Grant from Bristol-Myers Squibb Foundation Funds Study Showing Efficacy of a Molecular Surveillance Network

A team of researchers led by scientists from The Rockefeller University and the Public Health Research Institute (PHRI) used molecular fingerprinting techniques to track the spread of methicillin-resistantStaphylococcus aureus (MRSA) in 12 hospitals in the New York City metropolitan area. The findings, published in the July issue of the Journal of Infectious Diseases, confirms the prevalence of antibiotic-resistant strains of staph in New York City.

“We have shown that molecular fingerprinting methods combined with epidemiologic and clinical information can detect MRSA clusters and outbreaks, providing a rationale for appropriate infection control intervention,” says first author of the study Richard B. Roberts, M.D., professor of medicine at Cornell University Medical College and adjunct professor in the Laboratory of Microbiology at Rockefeller.

Staphylococcus aureus is a most frequent cause of hospital-acquired and potentially life-threatening bacterial infections in the United States. MRSA is a form of staph that cannot be killed by many antibiotics. The worldwide spread of such multiresistant strains has become a serious concern. Public health officials have recorded a dramatic rise in the percentage of cases of MRSA, accounting for 35 percent of all staphylococcal isolates reported by the National Nosocomial Infection Surveillance System of hospitals in 1996.

Rockefeller and PHRI scientists used DNA fingerprinting methods to examine 270 single-patient MRSA strains collected during the month of May 1996 from 12 hospitals in the five boroughs in New York City as well as Suffolk and Westchester counties.

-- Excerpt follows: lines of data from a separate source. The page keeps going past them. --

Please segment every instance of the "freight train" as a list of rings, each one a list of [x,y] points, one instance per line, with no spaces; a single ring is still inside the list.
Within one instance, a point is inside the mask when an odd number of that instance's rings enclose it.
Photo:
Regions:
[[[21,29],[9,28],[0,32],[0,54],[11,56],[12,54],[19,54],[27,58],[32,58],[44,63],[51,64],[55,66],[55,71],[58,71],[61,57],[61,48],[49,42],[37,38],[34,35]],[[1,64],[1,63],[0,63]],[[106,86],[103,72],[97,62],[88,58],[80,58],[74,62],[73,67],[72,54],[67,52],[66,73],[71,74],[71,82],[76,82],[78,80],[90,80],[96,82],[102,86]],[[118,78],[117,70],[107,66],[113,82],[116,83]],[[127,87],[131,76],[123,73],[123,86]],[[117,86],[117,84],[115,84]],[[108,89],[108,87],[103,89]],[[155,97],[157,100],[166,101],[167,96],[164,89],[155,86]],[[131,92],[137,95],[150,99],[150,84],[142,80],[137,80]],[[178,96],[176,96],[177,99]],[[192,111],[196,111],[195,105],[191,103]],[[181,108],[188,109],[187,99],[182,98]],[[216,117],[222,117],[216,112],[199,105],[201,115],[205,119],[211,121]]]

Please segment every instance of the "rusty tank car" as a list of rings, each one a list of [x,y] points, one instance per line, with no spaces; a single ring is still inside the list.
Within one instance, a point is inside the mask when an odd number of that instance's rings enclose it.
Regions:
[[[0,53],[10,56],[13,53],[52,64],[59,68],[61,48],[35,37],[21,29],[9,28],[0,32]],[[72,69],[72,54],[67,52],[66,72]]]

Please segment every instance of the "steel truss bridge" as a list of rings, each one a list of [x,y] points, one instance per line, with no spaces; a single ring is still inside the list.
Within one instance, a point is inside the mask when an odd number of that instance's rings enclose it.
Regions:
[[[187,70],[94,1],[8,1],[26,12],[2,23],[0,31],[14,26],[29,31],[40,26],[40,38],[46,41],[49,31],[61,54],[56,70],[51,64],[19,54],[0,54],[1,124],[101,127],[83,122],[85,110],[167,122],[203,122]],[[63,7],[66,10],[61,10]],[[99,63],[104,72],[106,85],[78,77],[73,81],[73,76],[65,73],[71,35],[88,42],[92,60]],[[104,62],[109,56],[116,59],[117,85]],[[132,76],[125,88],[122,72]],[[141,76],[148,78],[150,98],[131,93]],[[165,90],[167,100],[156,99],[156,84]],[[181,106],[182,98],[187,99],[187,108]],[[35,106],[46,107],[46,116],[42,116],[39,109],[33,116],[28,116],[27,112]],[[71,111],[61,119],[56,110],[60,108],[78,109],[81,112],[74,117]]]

“Conventional methods for tracking MRSA are rapidly becoming obsolete and necessitate the introduction of more sophisticated molecular typing systems,” says Barry Kreiswirth, director of the Tuberculosis Center at PHRI and co-author of the Journal of Infectious Diseases paper.

“The power of the DNA fingerprinting techniques is documented by several observations described in theJournal of Infectious Diseases paper,” says senior author Alexander Tomasz, Ph.D., professor and head of the Laboratory of Microbiology at Rockefeller. “Most interesting is the documentation of the widespread occurrence of a single multidrug-resistant staphylococcal clone present in 11 of the 12 hospitals and accounting for more than 40 percent of all drug-resistant isolates.”

Three additional clones of MRSA appear to be highly localized: one apparently primarily associated with AIDS patients, a second one associated with a Manhattan-based burn center and a third one found in a Brooklyn-based Veterans Administration hospital.

“The study illustrates the potential of fruitful collaboration between a major pharmaceutical foundation, scientists at a university and a private research institute, and clinicians and clinical microbiologists at hospitals throughout metropolitan New York,” concludes John Damonti, president of the Bristol-Myers Squibb Foundation, which provided major support for the study.